They include Italy's Snamprogetti and Technip, South Korea's GS Engineering and Construction, SK Engineering and Construction, Hyundai Engineering and Construction and Hyundia Heavy Industries.
They also include Japan's JGC, UAE-based Petrofac International, France's Saipem and Britain's Foster Wheeler Energy and WGI Middle East.
The project to construct the 615,000 (bpd) state-of-the-art refinery has been divided into four major parts - two manufacturing units, utilities and services, and finally storage tanks and a pier.
The first round of bids was scrapped because tenders made came in at around $15bn, way above the initial budget of $6.3bn. The emirate's Supreme Petroleum Council, the highest oil authority, last week agreed to increase the budget to 4bn dinars ($14.3bn), the second rise in a few months.
The new contract will be based on a cost plus profit margin, which means Kuwait paying the cost of the project to the successful bidder plus an agreed profit, Kuwait National Petroleum Company (KNPC) chairman Sami Al Rasheed said.

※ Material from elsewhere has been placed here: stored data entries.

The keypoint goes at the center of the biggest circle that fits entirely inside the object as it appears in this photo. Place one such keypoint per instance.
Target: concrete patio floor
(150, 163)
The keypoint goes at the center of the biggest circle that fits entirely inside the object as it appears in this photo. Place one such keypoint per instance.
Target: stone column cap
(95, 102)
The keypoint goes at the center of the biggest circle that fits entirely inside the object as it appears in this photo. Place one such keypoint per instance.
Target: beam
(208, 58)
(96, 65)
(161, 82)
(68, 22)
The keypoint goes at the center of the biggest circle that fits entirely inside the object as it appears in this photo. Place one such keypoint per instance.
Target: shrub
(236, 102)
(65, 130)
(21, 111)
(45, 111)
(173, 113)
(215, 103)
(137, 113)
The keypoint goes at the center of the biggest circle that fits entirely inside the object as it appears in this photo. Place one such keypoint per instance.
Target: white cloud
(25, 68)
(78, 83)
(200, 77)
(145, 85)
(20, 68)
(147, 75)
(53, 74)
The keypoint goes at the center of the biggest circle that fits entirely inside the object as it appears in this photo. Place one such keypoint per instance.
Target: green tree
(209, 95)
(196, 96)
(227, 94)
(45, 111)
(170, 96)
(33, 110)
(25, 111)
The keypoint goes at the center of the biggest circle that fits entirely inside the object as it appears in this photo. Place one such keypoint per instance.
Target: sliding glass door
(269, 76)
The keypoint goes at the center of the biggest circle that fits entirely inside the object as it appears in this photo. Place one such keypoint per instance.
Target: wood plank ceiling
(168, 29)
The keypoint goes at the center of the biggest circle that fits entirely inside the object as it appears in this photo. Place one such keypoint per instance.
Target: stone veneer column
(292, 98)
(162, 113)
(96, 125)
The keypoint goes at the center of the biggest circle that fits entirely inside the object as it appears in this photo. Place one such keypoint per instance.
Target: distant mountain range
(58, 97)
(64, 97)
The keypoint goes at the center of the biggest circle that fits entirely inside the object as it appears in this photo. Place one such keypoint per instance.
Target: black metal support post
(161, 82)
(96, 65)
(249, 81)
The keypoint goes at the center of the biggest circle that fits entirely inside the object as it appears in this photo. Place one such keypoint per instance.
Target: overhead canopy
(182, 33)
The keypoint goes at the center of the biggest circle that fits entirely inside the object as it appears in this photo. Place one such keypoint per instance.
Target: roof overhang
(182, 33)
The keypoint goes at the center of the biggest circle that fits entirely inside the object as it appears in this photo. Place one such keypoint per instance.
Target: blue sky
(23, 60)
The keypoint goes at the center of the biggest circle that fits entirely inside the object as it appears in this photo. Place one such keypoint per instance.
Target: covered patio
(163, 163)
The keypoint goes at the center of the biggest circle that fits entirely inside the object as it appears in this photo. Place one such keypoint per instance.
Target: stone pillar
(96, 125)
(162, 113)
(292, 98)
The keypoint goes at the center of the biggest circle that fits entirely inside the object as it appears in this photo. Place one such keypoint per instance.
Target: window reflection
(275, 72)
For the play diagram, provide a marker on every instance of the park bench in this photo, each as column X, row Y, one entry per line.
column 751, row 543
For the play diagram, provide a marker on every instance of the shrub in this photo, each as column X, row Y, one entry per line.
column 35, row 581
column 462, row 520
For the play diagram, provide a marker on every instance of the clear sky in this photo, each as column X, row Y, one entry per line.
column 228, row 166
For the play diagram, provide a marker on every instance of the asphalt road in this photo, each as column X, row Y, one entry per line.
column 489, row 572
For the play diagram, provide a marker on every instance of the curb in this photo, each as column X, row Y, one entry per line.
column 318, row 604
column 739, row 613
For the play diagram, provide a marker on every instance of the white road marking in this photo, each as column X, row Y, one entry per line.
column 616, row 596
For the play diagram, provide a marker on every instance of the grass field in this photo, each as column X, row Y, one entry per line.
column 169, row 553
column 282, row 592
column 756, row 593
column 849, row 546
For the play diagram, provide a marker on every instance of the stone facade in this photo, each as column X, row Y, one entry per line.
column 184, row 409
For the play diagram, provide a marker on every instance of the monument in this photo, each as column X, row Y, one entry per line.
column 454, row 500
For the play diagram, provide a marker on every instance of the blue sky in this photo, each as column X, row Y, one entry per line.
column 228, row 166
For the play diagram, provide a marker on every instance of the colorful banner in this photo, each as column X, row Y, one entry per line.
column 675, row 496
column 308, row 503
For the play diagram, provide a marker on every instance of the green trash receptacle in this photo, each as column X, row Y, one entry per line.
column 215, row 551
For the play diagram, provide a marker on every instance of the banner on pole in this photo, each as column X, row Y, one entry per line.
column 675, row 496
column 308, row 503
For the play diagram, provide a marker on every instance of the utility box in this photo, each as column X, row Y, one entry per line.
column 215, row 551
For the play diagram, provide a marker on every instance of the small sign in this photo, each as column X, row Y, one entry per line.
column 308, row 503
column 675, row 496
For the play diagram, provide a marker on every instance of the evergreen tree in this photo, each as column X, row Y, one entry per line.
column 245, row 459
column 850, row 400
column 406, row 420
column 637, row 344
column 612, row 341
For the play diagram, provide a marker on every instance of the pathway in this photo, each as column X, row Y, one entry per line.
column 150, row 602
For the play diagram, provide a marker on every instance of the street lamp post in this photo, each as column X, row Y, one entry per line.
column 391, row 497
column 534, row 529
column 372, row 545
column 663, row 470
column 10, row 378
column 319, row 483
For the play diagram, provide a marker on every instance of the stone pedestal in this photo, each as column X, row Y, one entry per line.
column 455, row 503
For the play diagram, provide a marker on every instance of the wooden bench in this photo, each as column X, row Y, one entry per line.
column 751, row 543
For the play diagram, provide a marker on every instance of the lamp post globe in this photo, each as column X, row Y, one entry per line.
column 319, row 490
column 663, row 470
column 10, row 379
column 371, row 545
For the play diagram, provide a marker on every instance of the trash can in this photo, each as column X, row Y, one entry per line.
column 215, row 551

Construction is due to start in one year or 18 months, with the refinery to come on stream by the end of the first quarter of 2012, he said. Completion was originally planned for 2010.
KNPC is also planning a multi-billion-dollar project to modernise two of its three refineries at Al Ahmadi and Mina Abdullah, which currently have a combined capacity of just over 700,000bpd.